Knowing that houses of worship serve as vital community anchors for disseminating native habitats, rain gardens and other best management practices (BMPs), the NWF Great Lakes Sacred Grounds Program was awarded a grant in June 2020 through the National Fish and Wildlife Foundation Southeast Michigan Resilience Fund along to come alongside nine houses of worship to help build resources and capacity to create and maintain large and small scale GSI projects and rain gardens.
Through our partnership with Friends of the Rouge (FOTR) and Sierra Club of Michigan, organizations with long-term experience and commitment to community-led rain garden installations across the city, we are equipped to build upon the already existing network of native plant green infrastructure projects and continue developing connection within the faith community to ultimately improve the health of both wildlife and people.
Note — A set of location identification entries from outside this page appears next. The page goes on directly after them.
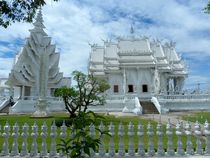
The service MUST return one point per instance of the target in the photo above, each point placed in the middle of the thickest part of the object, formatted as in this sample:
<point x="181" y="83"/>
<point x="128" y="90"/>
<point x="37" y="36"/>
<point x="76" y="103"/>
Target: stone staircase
<point x="148" y="107"/>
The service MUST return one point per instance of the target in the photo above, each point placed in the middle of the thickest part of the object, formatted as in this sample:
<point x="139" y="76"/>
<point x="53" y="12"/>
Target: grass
<point x="21" y="119"/>
<point x="201" y="117"/>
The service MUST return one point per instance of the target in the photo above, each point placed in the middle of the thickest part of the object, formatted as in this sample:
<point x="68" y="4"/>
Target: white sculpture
<point x="35" y="73"/>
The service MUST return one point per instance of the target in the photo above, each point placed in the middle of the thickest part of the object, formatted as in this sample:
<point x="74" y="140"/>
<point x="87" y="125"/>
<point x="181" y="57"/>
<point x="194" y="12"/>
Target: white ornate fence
<point x="16" y="132"/>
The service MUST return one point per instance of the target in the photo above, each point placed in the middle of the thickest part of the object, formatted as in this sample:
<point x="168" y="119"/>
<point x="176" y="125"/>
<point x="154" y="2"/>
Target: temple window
<point x="116" y="88"/>
<point x="144" y="88"/>
<point x="130" y="88"/>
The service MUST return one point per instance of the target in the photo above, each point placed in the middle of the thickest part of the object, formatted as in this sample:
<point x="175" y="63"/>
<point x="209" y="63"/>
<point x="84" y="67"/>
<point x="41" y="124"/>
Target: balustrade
<point x="135" y="148"/>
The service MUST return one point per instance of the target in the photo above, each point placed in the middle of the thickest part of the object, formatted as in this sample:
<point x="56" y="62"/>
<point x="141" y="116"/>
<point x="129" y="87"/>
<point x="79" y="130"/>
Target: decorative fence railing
<point x="21" y="148"/>
<point x="185" y="96"/>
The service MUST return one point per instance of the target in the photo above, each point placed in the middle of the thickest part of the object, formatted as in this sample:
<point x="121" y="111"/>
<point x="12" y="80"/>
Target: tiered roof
<point x="135" y="52"/>
<point x="28" y="62"/>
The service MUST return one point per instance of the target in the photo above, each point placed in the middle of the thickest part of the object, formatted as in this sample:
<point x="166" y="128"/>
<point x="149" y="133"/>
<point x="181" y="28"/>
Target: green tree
<point x="81" y="143"/>
<point x="88" y="90"/>
<point x="18" y="10"/>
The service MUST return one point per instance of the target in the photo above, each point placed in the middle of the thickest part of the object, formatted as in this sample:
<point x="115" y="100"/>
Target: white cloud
<point x="72" y="24"/>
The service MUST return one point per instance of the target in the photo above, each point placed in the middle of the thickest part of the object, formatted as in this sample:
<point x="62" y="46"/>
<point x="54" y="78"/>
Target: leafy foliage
<point x="18" y="10"/>
<point x="81" y="143"/>
<point x="89" y="90"/>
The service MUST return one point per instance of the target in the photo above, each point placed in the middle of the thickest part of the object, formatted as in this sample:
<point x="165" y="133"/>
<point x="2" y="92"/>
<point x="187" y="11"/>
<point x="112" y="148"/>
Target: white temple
<point x="35" y="72"/>
<point x="142" y="73"/>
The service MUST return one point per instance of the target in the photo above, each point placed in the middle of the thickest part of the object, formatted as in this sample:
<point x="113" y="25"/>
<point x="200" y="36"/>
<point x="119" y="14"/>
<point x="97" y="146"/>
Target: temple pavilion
<point x="138" y="67"/>
<point x="36" y="65"/>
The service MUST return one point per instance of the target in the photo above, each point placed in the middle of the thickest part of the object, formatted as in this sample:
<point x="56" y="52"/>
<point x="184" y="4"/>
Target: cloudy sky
<point x="73" y="24"/>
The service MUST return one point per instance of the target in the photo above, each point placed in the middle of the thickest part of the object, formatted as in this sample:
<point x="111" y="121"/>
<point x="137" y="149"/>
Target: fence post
<point x="43" y="134"/>
<point x="111" y="143"/>
<point x="179" y="134"/>
<point x="207" y="134"/>
<point x="131" y="149"/>
<point x="140" y="133"/>
<point x="25" y="134"/>
<point x="150" y="134"/>
<point x="15" y="135"/>
<point x="92" y="134"/>
<point x="53" y="135"/>
<point x="188" y="132"/>
<point x="121" y="134"/>
<point x="34" y="135"/>
<point x="63" y="135"/>
<point x="169" y="133"/>
<point x="198" y="138"/>
<point x="159" y="133"/>
<point x="101" y="145"/>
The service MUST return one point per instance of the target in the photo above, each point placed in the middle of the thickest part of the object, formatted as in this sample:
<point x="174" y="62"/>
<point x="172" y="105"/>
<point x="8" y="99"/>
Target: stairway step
<point x="148" y="108"/>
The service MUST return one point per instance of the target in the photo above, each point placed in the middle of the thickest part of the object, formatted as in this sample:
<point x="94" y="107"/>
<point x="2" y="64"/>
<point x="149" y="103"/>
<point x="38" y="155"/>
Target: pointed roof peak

In line with the National Wildlife Federation’s commitments to equity and justice, Sacred Grounds supports houses of worship that might not have the financial or technical resources to meet the unique needs of their community on their own. The project is continuing through the COVID-19 pandemic as people seek out ways to deal with social isolation through safe, outdoor activities. In Toledo, we’re working together with the Sacred Grounds Team to host virtual workshops open to the public, and the first 50 people to register, receive a voucher from a local nursery to buy enough plants to start their own 10′-by-10′ garden.
Healthy habitats and healthy communities go hand in hand—and Sacred Grounds is promoting both in the Great Lakes region and beyond.